Donald Trump has been president of the United States for two years, but it remains uncertain whether he has a Ukraine policy. His administration does, but Trump is famously superficial in his knowledge.
Trump has repeatedly praised Russian President Vladimir Putin, hardly said anything negative about Russia, and insisted on the need to cut sanctions to improve relations with Russia. Trump has had numerous phone calls with Putin that have not been reported and two scandalous private meetings with Putin from which nothing has become known.
In practice, US policy on Russia has been tough.
Trump did approve of the delivery of lethal arms to Ukraine before Christmas 2017, but mainly because President Barack Obama had opposed it. Trump got angry when this news attracted attention, seemingly afraid that it would harm his friendship with Putin. It remains to be seen whether Special Counsel Robert Mueller will be able establish why Trump is so favorably inclined to Putin.
During the last two years, the United States has imposed ever more sanctions on Russia for Crimea, the Donbas, Syria, Iran, election interference, cyber warfare, chemical warfare, and North Korea.

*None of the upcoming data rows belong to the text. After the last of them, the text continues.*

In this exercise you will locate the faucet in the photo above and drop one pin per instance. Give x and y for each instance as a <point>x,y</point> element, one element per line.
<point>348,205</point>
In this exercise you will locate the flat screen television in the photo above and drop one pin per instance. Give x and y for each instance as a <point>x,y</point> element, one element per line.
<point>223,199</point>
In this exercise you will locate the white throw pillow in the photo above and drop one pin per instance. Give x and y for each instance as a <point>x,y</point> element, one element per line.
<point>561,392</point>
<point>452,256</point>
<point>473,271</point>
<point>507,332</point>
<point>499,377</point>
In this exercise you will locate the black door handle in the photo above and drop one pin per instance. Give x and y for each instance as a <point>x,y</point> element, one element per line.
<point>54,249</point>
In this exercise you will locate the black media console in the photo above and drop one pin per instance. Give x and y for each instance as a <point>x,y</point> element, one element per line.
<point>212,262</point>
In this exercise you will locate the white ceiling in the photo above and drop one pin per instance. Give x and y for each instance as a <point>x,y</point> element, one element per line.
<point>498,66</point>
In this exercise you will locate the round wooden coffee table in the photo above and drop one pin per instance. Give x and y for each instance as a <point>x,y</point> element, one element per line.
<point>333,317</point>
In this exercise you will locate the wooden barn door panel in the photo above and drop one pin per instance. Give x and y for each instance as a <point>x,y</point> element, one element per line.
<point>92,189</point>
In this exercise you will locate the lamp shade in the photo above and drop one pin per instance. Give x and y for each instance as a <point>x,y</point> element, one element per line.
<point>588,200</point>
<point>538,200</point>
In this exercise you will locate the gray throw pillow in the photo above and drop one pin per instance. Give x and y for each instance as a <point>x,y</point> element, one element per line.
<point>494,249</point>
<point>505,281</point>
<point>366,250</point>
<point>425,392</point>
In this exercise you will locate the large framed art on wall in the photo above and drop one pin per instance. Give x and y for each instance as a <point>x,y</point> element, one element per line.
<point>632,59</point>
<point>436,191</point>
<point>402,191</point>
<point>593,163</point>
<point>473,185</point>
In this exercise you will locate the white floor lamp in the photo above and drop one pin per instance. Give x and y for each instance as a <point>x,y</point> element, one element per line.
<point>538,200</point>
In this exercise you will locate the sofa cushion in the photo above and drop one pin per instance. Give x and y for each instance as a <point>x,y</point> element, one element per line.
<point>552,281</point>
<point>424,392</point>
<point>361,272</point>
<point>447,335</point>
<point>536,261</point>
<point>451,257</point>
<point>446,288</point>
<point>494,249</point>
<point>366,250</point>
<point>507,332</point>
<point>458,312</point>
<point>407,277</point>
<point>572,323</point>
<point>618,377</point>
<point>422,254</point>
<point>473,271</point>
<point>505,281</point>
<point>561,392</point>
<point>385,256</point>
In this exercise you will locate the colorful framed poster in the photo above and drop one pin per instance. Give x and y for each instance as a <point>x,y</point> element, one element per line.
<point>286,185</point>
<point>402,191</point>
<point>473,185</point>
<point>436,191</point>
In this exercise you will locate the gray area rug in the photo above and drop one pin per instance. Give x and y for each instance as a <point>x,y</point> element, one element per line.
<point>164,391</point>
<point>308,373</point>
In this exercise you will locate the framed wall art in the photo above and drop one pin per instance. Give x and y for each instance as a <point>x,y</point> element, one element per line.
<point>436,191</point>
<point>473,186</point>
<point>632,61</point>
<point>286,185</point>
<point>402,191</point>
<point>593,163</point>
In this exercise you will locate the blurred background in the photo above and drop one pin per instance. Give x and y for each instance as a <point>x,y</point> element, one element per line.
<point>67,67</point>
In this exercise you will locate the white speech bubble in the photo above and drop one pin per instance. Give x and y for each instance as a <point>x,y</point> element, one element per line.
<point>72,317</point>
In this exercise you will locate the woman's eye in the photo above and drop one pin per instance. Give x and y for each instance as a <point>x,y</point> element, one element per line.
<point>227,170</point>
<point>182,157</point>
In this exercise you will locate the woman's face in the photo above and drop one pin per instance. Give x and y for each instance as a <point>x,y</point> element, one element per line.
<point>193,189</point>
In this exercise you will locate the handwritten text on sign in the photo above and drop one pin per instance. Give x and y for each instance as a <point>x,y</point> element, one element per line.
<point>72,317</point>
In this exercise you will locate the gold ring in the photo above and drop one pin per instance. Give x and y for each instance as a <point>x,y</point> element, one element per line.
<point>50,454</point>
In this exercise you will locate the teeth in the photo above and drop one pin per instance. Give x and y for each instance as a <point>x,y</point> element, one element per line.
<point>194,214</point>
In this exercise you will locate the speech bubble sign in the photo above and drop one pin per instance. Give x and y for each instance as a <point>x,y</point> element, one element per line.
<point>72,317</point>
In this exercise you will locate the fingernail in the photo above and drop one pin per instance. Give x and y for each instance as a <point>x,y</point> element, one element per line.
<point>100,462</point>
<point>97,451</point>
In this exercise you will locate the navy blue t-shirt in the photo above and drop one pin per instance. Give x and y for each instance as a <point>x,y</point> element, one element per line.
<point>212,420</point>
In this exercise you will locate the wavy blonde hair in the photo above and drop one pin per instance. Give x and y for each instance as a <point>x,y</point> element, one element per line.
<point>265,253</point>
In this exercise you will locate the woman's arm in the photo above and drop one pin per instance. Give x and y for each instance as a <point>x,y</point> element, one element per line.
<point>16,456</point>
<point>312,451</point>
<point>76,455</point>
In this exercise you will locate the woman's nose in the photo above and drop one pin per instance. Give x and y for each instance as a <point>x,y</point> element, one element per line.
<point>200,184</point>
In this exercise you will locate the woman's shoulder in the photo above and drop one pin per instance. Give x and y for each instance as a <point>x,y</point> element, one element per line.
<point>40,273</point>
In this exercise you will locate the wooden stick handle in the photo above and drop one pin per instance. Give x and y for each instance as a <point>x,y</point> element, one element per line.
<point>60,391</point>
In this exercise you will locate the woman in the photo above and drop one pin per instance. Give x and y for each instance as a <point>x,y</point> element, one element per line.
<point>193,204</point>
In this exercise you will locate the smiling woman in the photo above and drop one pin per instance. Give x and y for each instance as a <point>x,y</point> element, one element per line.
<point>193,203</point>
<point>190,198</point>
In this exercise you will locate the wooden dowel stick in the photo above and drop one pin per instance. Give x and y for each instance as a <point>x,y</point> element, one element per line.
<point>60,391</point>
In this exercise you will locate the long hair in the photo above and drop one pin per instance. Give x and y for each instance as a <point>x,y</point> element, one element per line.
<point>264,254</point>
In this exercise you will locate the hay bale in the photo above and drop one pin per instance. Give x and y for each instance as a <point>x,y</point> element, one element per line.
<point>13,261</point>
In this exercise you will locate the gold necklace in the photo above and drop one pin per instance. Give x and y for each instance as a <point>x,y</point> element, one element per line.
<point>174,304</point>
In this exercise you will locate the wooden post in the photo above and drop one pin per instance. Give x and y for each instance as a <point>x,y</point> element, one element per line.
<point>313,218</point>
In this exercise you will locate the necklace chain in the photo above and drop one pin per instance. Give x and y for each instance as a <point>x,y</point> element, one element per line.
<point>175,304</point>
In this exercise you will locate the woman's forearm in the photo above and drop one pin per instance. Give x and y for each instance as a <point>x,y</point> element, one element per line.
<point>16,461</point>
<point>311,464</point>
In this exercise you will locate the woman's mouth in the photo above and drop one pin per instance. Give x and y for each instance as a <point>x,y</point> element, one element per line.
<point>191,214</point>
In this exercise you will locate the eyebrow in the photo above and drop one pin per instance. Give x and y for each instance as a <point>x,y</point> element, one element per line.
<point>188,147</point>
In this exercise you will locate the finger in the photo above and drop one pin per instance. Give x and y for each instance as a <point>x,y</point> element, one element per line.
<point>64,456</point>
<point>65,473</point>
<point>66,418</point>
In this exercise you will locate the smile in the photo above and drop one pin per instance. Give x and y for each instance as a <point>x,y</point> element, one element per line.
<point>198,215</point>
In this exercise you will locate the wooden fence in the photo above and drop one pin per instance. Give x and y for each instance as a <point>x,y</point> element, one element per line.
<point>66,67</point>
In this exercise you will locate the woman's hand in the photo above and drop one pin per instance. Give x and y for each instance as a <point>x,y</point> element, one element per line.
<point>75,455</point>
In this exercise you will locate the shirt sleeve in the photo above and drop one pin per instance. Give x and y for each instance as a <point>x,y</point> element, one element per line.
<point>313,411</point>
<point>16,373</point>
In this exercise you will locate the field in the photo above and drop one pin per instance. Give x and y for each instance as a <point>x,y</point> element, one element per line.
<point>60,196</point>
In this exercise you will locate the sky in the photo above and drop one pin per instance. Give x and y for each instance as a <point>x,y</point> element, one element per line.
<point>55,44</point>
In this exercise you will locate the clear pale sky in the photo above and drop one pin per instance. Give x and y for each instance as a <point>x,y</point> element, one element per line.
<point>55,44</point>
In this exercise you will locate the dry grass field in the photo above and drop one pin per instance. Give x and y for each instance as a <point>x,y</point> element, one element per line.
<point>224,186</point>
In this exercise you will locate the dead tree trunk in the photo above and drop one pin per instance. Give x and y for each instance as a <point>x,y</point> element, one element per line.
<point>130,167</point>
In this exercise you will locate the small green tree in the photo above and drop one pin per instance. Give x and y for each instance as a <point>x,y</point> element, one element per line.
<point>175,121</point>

But this drumbeat of small events seems to be below Trump’s radar.
The question remains for how long the US administration can carry on with these sanctions, which the president overtly opposes. In practice, Congress drives US policy on Russia, demanding ever more sanctions, while the administration stalls slightly and Trump protests moderately.
Russia has made it abundantly clear that it is not intent to make any progress in the Minsk negotiation process in 2019, leaving open what will happen later on. Most important is that the new elections in Ukraine are a major threat to Putin’s authoritarian kleptocracy in Russia. If Ukraine succeeds in holding democratic elections, Putin will feel seriously threatened, as democracy is apparently possible in an orthodox and East Slavic country.
Therefore, Ukraine should expect the worst from Russia in 2019. The economic sanctions have gone so far that their political effect has probably been exhausted. The pro-Russian candidates running in Ukraine’s presidential election look truly hopeless, so Moscow will have to resort to other measures—corruption, cyberwar, disinformation as always, assassinations, and sheer terrorism.
Naturally, the Kremlin’s interference undermines the rule of law and breeds corruption in Ukraine but this is probably bearable. What would be truly serious is if Putin feels that he can carry out further military aggression in Ukraine, as the recent play in the Sea of Azov suggests, because Trump would retain sufficient power to block new sanctions against Russia.
The best Ukraine can hope for in 2019 is no further deterioration in its terrible relationship with Russia.